Due to a Week 13 injury to starter James Conner, Samuels earned his first career NFL start in Week 14 against the Oakland Raiders. In the game, Samuels rushed for 28 yards on 11 attempts and caught seven passes for 64 yards in a 24–21 loss. The following week against the New England Patriots, Samuels rushed 19 times for 142 yards and caught two passes for 30 yards in a 17–10 win. His 142 rushing yards marked the second most by a rookie in Steelers history, behind only Bam Morris, who rushed for 146 yards against the New York Giants in 1994. He finished the 2018 season with 56 carries for 256 rushing yards to go along with 26 receptions for 199 receiving yards and three receiving touchdowns in 14 games.

====2019====
In Week 4 against the Cincinnati Bengals, Samuels completed three passes for 31 yards, rushed 10 times for 26 yards and a touchdown, and caught eight passes for 57 yards in the 27–3 win. After missing two games due to a knee injury, Samuels returned to action in Week 9 against the Indianapolis Colts. In the game, Samuels rushed eight times for 10 yards and recorded 13 catches for 73 yards in the 26–24 win. Samuels's 13 catches in the game was a franchise record for catches by a running back in a game, surpassing LeVeon Bell's 12 catches in a game in 2017. Overall, Samuels finished the 2019 season with 175 rushing yards and one rushing touchdown to go along with 47 receptions for 305 receiving yards and one receiving touchdown.

====2020====
Samuels was placed on the reserve/COVID-19 list by the Steelers on August 2, 2020. He was activated from the list on August 13. He was placed on the reserve/COVID-19 list again on November 10, and activated again four days later. He appeared in 14 games and started one in the 2020 season.

====2021====
On August 31, 2021, Samuels was waived by the Steelers as part of final roster cuts and re-signed to the practice squad the next day. He was released on October 27.

===Houston Texans===
On October 29, 2021, Samuels was signed to the Houston Texans practice squad. Samuels finished the 2021 season with appearances in three games.

===Arizona Cardinals===
On January 19, 2022, Samuels signed a reserve/future contract with the Arizona Cardinals. He was released by the Cardinals on May 31.

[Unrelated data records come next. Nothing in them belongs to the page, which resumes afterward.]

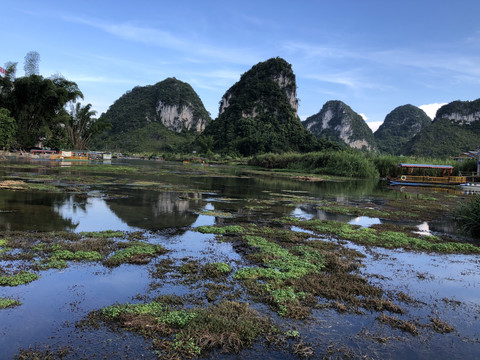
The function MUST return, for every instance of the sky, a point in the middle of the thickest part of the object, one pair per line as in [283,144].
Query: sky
[374,55]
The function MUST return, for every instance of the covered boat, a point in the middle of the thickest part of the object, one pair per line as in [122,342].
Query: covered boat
[427,174]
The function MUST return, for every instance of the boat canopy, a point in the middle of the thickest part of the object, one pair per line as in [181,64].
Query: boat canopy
[411,167]
[426,166]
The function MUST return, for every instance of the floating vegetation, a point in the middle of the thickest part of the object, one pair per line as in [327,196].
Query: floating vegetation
[217,269]
[103,234]
[21,278]
[179,332]
[135,253]
[378,236]
[216,213]
[6,303]
[468,216]
[42,251]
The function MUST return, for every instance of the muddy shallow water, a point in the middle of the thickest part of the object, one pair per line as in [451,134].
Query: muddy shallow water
[168,202]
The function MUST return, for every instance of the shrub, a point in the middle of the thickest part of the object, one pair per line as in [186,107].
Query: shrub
[468,217]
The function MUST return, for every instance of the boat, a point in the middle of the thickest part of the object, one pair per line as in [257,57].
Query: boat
[470,187]
[413,178]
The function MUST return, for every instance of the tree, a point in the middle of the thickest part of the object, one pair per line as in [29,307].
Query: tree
[6,83]
[30,66]
[37,103]
[7,128]
[81,125]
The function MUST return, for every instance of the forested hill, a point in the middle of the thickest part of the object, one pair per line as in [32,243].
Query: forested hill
[400,126]
[336,121]
[160,117]
[259,114]
[455,129]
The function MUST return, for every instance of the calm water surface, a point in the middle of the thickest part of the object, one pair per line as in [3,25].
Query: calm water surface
[447,285]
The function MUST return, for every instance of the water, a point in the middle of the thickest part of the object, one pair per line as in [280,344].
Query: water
[446,286]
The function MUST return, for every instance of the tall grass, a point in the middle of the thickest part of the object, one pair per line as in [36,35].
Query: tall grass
[349,163]
[337,163]
[468,217]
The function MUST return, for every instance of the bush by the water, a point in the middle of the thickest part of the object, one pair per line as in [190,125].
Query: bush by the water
[468,217]
[337,163]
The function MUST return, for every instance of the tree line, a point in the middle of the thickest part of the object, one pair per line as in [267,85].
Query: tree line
[38,111]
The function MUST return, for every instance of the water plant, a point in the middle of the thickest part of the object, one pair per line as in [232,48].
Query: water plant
[135,253]
[378,235]
[23,277]
[103,234]
[217,269]
[468,216]
[221,230]
[8,303]
[179,332]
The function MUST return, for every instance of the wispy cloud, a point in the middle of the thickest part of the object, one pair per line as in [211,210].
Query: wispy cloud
[431,109]
[166,39]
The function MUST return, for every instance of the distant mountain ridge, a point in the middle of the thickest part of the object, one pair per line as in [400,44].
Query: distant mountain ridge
[455,129]
[336,121]
[399,127]
[259,113]
[154,118]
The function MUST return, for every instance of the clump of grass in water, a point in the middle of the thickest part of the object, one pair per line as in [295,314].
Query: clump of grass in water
[76,256]
[8,303]
[217,269]
[21,278]
[468,216]
[135,253]
[221,230]
[376,237]
[229,326]
[103,234]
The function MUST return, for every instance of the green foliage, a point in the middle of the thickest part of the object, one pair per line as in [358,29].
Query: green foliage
[8,303]
[342,117]
[103,234]
[220,230]
[217,269]
[446,136]
[80,126]
[468,216]
[37,105]
[21,278]
[8,128]
[76,256]
[135,126]
[135,253]
[259,117]
[400,126]
[387,239]
[348,163]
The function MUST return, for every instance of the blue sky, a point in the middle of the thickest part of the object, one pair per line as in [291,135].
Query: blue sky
[374,55]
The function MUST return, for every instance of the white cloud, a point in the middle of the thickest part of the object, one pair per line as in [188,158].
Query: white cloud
[374,125]
[431,109]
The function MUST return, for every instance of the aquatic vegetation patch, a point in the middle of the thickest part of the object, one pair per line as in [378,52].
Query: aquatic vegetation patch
[185,333]
[76,256]
[134,253]
[395,322]
[216,269]
[467,216]
[21,278]
[216,213]
[103,234]
[221,230]
[6,303]
[377,236]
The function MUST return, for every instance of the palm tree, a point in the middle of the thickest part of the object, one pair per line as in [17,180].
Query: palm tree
[81,125]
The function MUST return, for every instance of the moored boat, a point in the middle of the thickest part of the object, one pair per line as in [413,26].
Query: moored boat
[475,187]
[413,178]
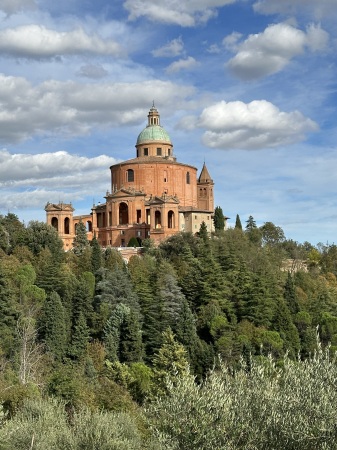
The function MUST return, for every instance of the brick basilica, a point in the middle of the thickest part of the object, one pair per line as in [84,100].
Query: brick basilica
[152,196]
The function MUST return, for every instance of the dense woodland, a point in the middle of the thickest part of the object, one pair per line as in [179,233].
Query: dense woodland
[204,342]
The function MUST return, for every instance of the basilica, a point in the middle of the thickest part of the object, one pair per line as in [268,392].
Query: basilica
[151,196]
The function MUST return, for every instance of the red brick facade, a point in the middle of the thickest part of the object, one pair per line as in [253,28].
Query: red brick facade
[152,196]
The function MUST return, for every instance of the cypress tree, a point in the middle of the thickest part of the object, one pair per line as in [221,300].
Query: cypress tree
[79,339]
[96,255]
[238,224]
[54,327]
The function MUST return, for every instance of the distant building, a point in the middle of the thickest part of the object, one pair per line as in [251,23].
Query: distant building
[152,196]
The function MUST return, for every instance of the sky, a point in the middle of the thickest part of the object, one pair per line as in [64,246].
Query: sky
[248,86]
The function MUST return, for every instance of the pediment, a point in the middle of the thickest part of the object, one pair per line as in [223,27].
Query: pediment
[59,207]
[155,200]
[122,193]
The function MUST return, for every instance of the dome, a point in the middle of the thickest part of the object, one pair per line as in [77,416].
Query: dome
[153,133]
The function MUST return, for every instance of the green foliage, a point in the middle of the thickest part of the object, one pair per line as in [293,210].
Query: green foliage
[54,327]
[96,255]
[44,425]
[80,243]
[260,406]
[238,225]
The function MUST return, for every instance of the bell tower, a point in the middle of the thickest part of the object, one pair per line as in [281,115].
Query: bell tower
[205,187]
[60,216]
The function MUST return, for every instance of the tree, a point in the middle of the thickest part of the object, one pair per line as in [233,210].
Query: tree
[122,335]
[54,327]
[79,339]
[203,234]
[238,224]
[254,234]
[219,220]
[271,234]
[169,363]
[96,255]
[80,243]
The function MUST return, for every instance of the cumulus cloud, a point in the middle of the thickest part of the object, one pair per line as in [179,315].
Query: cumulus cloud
[92,71]
[171,49]
[13,6]
[255,125]
[71,108]
[185,14]
[230,42]
[37,41]
[182,64]
[316,9]
[34,179]
[269,52]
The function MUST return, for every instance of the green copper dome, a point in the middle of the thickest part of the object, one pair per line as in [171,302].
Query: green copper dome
[153,133]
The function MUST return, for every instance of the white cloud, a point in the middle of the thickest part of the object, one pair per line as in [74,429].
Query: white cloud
[171,49]
[183,13]
[71,108]
[269,52]
[230,42]
[13,6]
[37,41]
[255,125]
[316,9]
[94,71]
[182,64]
[32,180]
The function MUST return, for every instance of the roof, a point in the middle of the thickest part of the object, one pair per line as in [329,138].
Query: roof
[153,133]
[152,160]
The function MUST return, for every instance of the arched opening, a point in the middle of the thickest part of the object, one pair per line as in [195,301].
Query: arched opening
[123,214]
[130,175]
[170,219]
[55,223]
[157,219]
[66,225]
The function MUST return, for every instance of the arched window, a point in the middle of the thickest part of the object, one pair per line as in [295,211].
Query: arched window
[170,219]
[66,225]
[130,175]
[157,219]
[55,223]
[123,214]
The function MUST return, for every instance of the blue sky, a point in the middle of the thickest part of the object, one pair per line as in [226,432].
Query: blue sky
[249,86]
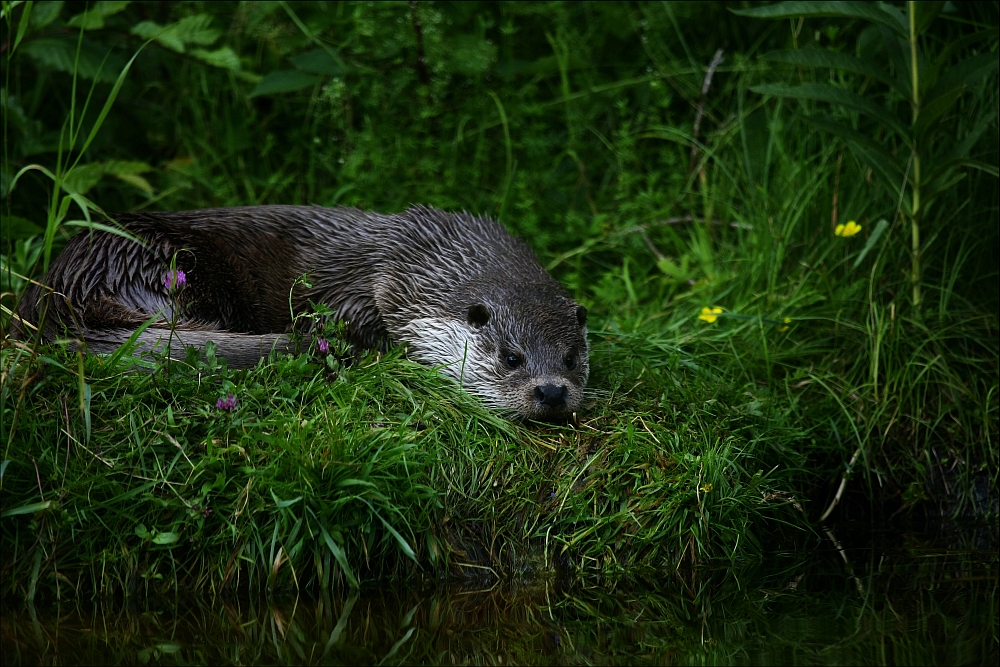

=== Houston Roughnecks ===
On December 8, 2023, Samuels signed with the Houston Roughnecks of the XFL. The Roughnecks brand was transferred to the Houston Gamblers when the XFL and United States Football League merged to create the United Football League (UFL).

=== San Antonio Brahmas ===
On January 5, 2024, Samuels was drafted by the San Antonio Brahmas during the 2024 UFL dispersal draft. He was released by the Brahmas on March 10.

=== Ottawa Redblacks ===
On May 1, 2025, it was announced that Samuels had been signed by the Ottawa Redblacks of the Canadian Football League. However, he was part of the final training camp cuts on May 31.